Le 10 octobre, la Journée mondiale de la santé mentale met en lumière un sujet souvent associé au burn-out, à l’anxiété ou à la dépression. Mais il existe un autre facteur, plus discret, plus silencieux, mais tout aussi destructeur : la solitude.
La solitude : un fléau discret, mais massif
Les chiffres parlent d’eux-mêmes :
- 12 % de la population française est socialement isolée (Fondation de France, 2024)
- 24 % des Français déclarent se sentir régulièrement seuls
- 10 % ressentent la solitude « tous les jours » ou « presque tous les jours »
- Chez les 18-24 ans, la situation est encore plus préoccupante : 62 % se sentent seuls régulièrement (Psycom)
Au total, près de 9 millions de Français se sentent seuls et en souffrent (LCP, 2024).
Et l’OMS alerte : la solitude est désormais considérée comme une « menace cachée mondiale » pour la santé mentale, responsable de près de 100 décès par heure dans le monde.
Le paradoxe français : un besoin de lien, mais peu d’occasions
Cette solitude n’est pas subie passivement. Elle s’accompagne d’un désir fort de lien social :
- 1 Français sur 3 aimerait élargir son cercle d’amis (Ipsos 2023)
- 52 % estiment manquer d’occasions de rencontrer de nouvelles personnes (OpinionWay)
- 40 % des repas en France sont pris seuls (INSEE)
- Les dîners entre amis ont chuté de 40 % en 20 ans
- Et 69 % des urbains se disent lassés des relations virtuelles et aspirent à plus de moments en présentiel (CSA 2023)
Se reconnecter passe par des gestes simples
On oublie trop souvent que la santé mentale ne se joue pas uniquement dans le cabinet d’un psy ou dans une application de méditation.
Elle se joue aussi dans ces moments simples :
→ Un dîner partagé
→ Une écoute sincère
→ Un “Tu fais quoi dans la vie ?” qui devient une vraie discussion
- 78 % des 18-35 ans disent que leurs plus beaux souvenirs sont liés à un repas partagé
- 1 Français sur 2 considère que partager un dîner avec des inconnus est une expérience “enrichissante et excitante” (IFOP)
- Et selon Harris Interactive, le dîner est le moment préféré des Français pour faire des rencontres
Dixner : une réponse sociale à un enjeu de santé mentale
Dixner ne se revendique pas comme une solution miracle.
Mais à travers ses dîners matchés dans plus de 40 villes françaises, le projet tente d’agir là où beaucoup de politiques échouent : en recréant du lien réel, entre vrais gens, dans un cadre chaleureux et sécurisé.
Chaque dîner, ce sont 10 personnes réunies, venues de tous horizons, sélectionnées pour leur compatibilité, autour d’un ambassadeur qui veille à l’écoute et à la bienveillance.
Ce n’est pas une soirée “de plus”. C’est une bulle sociale dans la semaine.
Un moment sans masque.
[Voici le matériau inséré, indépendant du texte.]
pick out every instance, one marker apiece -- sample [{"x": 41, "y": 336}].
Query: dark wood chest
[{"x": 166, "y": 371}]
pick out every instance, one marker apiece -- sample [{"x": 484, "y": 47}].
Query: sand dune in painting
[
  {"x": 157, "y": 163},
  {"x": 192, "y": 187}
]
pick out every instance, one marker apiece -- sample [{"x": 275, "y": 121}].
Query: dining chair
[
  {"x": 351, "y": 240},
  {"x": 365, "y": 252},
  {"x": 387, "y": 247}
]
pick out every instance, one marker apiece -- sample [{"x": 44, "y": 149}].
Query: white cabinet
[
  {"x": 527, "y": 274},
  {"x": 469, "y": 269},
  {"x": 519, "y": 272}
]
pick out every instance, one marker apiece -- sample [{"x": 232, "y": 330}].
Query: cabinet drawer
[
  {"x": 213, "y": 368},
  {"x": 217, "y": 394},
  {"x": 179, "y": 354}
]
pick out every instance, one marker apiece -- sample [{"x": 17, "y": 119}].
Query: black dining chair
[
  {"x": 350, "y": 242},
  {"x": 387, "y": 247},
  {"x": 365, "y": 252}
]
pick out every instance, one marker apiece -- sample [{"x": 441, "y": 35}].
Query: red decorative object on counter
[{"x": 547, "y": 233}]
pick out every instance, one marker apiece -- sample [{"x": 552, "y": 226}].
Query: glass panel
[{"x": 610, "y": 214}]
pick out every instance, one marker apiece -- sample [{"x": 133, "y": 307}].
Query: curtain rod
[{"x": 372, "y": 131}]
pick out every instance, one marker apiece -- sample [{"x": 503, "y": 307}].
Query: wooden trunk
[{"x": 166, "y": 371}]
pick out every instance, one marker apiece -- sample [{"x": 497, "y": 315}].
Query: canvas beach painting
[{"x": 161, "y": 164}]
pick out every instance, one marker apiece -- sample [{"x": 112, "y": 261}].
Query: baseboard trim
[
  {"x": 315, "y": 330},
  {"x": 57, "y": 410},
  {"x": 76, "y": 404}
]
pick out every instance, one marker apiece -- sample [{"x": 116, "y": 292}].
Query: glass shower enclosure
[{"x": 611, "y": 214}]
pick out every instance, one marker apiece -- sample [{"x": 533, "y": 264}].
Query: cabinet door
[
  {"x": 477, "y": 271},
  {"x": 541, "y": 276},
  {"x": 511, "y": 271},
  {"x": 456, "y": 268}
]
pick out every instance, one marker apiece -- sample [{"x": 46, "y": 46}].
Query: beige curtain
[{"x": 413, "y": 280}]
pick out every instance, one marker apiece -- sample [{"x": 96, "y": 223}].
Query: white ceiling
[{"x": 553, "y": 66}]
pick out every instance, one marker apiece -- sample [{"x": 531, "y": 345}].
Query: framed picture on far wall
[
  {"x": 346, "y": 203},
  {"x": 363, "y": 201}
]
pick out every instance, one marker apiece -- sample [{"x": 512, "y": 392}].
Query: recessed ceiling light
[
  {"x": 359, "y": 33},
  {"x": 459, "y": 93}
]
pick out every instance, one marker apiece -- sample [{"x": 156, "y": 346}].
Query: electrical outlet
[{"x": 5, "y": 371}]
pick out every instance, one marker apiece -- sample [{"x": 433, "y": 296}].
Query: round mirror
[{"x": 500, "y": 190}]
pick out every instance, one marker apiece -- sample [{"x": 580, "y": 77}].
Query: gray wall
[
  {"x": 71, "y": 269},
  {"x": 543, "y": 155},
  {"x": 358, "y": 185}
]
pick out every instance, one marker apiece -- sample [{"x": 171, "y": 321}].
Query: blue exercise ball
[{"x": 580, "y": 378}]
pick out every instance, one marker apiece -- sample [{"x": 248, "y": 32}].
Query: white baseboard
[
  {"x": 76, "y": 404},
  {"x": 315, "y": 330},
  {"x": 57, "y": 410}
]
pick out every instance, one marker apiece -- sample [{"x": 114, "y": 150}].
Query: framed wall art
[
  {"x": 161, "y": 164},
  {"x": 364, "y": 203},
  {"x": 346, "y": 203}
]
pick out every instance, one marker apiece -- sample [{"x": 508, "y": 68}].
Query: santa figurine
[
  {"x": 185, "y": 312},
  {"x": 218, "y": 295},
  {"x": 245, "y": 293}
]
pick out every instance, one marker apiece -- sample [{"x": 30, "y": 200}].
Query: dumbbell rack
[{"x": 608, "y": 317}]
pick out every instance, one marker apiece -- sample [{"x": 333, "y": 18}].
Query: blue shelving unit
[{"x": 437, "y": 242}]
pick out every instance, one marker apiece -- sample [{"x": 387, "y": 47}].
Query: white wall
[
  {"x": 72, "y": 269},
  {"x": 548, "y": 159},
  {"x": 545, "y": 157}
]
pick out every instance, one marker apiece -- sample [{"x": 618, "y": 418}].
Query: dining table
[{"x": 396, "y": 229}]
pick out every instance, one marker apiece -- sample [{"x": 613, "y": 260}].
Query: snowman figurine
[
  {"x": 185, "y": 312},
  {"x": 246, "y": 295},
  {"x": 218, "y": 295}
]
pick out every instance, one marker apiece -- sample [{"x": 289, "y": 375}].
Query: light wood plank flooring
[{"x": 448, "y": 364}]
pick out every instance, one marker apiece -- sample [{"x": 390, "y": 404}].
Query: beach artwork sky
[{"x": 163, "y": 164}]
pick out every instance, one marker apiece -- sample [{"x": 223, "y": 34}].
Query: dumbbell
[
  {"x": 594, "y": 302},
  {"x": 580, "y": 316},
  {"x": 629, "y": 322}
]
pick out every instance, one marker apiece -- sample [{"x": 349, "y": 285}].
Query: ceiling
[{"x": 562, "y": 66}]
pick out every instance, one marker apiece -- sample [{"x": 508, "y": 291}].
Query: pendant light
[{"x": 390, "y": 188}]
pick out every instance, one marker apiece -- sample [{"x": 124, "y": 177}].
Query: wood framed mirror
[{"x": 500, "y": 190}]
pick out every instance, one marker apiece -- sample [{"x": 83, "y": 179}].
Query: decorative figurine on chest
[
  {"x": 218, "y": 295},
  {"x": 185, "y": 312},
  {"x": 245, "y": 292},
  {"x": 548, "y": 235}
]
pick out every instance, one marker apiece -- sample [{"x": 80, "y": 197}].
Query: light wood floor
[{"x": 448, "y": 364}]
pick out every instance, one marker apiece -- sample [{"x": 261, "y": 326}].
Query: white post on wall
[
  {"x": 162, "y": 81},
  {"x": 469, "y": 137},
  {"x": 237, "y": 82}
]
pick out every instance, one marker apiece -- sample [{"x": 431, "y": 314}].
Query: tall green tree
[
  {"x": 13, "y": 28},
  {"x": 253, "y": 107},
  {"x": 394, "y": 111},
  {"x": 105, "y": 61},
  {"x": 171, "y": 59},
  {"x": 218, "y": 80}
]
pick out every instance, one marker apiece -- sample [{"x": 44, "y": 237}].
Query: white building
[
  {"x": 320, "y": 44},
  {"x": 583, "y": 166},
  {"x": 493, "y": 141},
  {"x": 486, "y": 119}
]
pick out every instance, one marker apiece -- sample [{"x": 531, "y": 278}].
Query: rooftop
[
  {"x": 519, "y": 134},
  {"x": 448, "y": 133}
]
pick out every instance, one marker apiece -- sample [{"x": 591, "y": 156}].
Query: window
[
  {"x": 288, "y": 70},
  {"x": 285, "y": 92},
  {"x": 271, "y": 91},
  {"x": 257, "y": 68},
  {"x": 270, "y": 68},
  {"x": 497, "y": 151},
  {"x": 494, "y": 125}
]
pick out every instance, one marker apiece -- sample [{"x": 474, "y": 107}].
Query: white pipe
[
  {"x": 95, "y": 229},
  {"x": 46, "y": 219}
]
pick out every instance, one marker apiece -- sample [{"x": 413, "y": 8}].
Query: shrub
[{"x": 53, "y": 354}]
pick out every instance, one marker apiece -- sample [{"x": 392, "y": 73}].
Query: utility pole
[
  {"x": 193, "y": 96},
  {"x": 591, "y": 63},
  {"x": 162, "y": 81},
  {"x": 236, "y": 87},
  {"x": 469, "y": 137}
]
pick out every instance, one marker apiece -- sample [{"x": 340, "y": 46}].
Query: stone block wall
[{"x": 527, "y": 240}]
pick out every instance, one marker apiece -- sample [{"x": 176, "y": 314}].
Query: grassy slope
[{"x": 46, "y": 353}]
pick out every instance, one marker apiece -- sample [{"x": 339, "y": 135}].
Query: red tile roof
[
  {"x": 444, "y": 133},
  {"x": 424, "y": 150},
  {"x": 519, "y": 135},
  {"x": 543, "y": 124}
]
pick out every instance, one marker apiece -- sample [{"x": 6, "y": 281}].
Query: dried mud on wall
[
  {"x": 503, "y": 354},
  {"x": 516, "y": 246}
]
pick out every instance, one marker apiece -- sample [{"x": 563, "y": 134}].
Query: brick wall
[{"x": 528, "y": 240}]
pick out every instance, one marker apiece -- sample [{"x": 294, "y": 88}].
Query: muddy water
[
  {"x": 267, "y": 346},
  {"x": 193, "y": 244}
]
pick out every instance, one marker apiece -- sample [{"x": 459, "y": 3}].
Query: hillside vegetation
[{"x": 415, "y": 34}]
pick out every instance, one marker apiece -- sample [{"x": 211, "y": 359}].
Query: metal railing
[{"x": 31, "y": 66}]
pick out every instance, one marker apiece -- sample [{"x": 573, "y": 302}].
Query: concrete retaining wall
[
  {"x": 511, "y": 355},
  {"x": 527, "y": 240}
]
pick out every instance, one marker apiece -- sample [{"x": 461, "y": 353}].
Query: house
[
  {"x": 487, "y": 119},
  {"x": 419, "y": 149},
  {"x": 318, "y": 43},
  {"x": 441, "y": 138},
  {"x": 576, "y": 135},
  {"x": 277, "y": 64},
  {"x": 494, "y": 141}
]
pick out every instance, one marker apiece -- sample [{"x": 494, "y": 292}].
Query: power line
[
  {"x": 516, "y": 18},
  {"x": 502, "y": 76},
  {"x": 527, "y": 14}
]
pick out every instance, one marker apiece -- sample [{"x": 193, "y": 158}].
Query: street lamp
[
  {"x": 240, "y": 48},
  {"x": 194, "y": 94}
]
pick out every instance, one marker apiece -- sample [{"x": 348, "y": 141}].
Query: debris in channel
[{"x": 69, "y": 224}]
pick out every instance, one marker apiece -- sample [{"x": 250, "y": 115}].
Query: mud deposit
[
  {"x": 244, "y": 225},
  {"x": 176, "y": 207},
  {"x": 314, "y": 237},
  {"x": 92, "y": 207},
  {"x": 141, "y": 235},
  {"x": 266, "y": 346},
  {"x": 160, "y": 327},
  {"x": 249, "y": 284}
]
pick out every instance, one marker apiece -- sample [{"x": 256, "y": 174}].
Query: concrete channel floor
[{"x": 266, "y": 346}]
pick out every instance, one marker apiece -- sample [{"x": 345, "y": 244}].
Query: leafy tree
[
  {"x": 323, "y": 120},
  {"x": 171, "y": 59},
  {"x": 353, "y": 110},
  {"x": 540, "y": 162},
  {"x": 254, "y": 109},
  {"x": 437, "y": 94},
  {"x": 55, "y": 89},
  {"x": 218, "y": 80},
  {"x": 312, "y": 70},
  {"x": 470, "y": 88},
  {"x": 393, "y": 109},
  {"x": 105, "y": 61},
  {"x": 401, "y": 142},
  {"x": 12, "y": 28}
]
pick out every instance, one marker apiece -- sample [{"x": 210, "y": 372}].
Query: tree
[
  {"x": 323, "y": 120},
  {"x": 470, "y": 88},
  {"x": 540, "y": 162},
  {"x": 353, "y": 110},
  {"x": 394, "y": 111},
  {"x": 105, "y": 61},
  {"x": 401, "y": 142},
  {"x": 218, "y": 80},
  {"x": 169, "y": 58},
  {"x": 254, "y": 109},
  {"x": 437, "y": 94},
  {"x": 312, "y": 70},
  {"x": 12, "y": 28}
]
Un point d’appui émotionnel. Une respiration.
« Je ne pensais pas que parler avec des inconnus pouvait me faire autant de bien. »
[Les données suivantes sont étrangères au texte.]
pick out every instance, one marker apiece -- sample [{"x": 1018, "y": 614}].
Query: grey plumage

La santé mentale est un sujet collectif
La solitude n’est pas une faiblesse individuelle. C’est un symptôme sociétal.
Et pour y répondre, il ne suffit pas de sensibiliser. Il faut reconstruire des contextes où le lien peut naître.
En cette Journée mondiale de la santé mentale, peut-être que le geste le plus radical n’est pas de s’isoler pour “prendre soin de soi”,
mais d’aller vers l’autre, doucement, sincèrement, autour d’un plat ou d’une conversation.
Parce qu’au fond, la santé mentale passe aussi par les autres.